The paper also presents a comparison with FLOTA, a tokenization improvement method that attempts to preserve the morphological structure of words during tokenization. MorphGPT outperformed FLOTA comprehensively on a classification task using a custom dataset of titles from arXiv, showing improvements of more than 35% over vanilla GPT-2, compared to about 6% for GPT-2+FLOTA.

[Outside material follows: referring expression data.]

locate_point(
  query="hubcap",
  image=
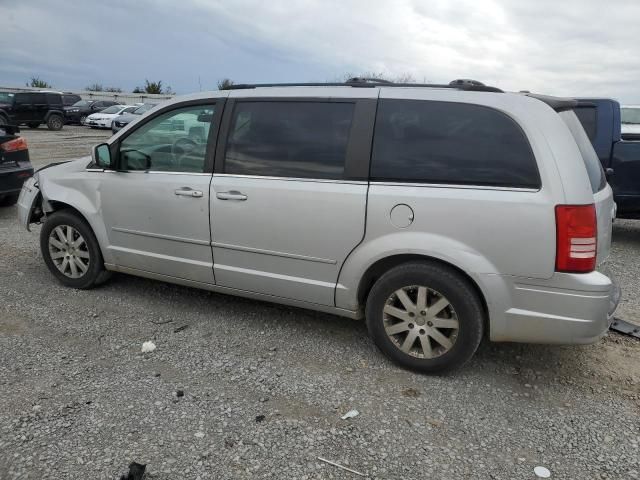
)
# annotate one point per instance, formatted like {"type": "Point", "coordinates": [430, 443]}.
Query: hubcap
{"type": "Point", "coordinates": [69, 251]}
{"type": "Point", "coordinates": [420, 321]}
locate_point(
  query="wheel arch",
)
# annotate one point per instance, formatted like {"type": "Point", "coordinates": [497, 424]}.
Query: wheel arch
{"type": "Point", "coordinates": [383, 265]}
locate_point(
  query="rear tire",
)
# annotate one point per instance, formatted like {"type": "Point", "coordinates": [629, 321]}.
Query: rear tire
{"type": "Point", "coordinates": [55, 122]}
{"type": "Point", "coordinates": [71, 252]}
{"type": "Point", "coordinates": [401, 324]}
{"type": "Point", "coordinates": [9, 200]}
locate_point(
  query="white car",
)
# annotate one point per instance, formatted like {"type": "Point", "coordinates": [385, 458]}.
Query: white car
{"type": "Point", "coordinates": [104, 118]}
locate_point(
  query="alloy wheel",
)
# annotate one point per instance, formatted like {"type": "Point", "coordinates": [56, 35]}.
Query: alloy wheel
{"type": "Point", "coordinates": [69, 251]}
{"type": "Point", "coordinates": [420, 321]}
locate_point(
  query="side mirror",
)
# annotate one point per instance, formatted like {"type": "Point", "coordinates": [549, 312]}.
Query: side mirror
{"type": "Point", "coordinates": [101, 155]}
{"type": "Point", "coordinates": [608, 172]}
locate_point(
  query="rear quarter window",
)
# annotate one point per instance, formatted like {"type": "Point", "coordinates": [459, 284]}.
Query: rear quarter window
{"type": "Point", "coordinates": [591, 161]}
{"type": "Point", "coordinates": [450, 143]}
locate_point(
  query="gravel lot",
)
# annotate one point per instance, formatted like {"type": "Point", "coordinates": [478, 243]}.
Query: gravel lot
{"type": "Point", "coordinates": [265, 385]}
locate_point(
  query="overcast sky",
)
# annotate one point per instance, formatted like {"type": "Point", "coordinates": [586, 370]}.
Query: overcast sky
{"type": "Point", "coordinates": [570, 47]}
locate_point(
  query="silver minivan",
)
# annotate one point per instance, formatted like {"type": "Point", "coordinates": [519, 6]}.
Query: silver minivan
{"type": "Point", "coordinates": [441, 214]}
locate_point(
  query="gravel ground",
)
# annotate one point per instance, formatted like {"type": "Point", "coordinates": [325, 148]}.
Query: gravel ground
{"type": "Point", "coordinates": [265, 385]}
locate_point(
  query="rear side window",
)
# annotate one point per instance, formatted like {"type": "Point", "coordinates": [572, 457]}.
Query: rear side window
{"type": "Point", "coordinates": [450, 143]}
{"type": "Point", "coordinates": [597, 177]}
{"type": "Point", "coordinates": [588, 118]}
{"type": "Point", "coordinates": [289, 139]}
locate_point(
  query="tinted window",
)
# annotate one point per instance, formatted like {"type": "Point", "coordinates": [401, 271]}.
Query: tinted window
{"type": "Point", "coordinates": [54, 99]}
{"type": "Point", "coordinates": [587, 117]}
{"type": "Point", "coordinates": [175, 141]}
{"type": "Point", "coordinates": [591, 161]}
{"type": "Point", "coordinates": [454, 143]}
{"type": "Point", "coordinates": [289, 139]}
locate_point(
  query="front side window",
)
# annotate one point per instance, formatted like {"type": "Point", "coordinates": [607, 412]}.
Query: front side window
{"type": "Point", "coordinates": [450, 143]}
{"type": "Point", "coordinates": [289, 139]}
{"type": "Point", "coordinates": [175, 141]}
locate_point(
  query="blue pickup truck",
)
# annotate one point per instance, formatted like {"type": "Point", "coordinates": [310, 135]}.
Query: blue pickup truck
{"type": "Point", "coordinates": [619, 153]}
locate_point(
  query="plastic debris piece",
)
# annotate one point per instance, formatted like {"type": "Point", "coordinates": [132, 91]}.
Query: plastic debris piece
{"type": "Point", "coordinates": [136, 472]}
{"type": "Point", "coordinates": [350, 414]}
{"type": "Point", "coordinates": [341, 466]}
{"type": "Point", "coordinates": [542, 472]}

Massive Text Embedding Benchmark (MTEB)

MorphGPT was evaluated on the MTEB, which consists of 8 embedding tasks covering a total of 58 datasets. MorphGPT outperforms GPT-2 across all 7 monolingual tasks.

Detokenization Process

The paper addresses the detokenization process, which involves converting the tokens produced by a MorphPiece-trained model back into coherent sentences. The detokenization process consists of classifying tokens (Figure 2) as either 'morph' or 'bpe' based on their source. MorphPiece tokens are further annotated as prefix, suffix, stem, or hash (for compound words). Figure 2

Figure 2: An example of detokenization illustrating how tokens are classified based on their source (MorphPiece or BPE) and how word boundaries are identified using the detokenization mechanism.

The detokenization mechanism (Figure 3) uses a reverse MorphTable to convert morpheme sequences back into English words, considering various cases like compound words and multiple affixes. Figure 3

Figure 3: The detokenization mechanism illustrates the process of converting morphemes back into English words, with black lines indicating word continuation and red dashed lines indicating word boundaries.

Limitations

The paper acknowledges limitations, including incomplete coverage of lexical families in MorphyNet, the need to construct separate MorphTables and detokenization automata for each language, and a 17% increase in the number of tokens compared to BPE.

Conclusion

The author concludes that MorphPiece represents a linguistically motivated tokenization scheme that outperforms models trained on BPE across a wide variety of tasks. The paper suggests that incorporating linguistic inductive bias into tokenization can lead to a new generation of models that move away from purely statistical language representation.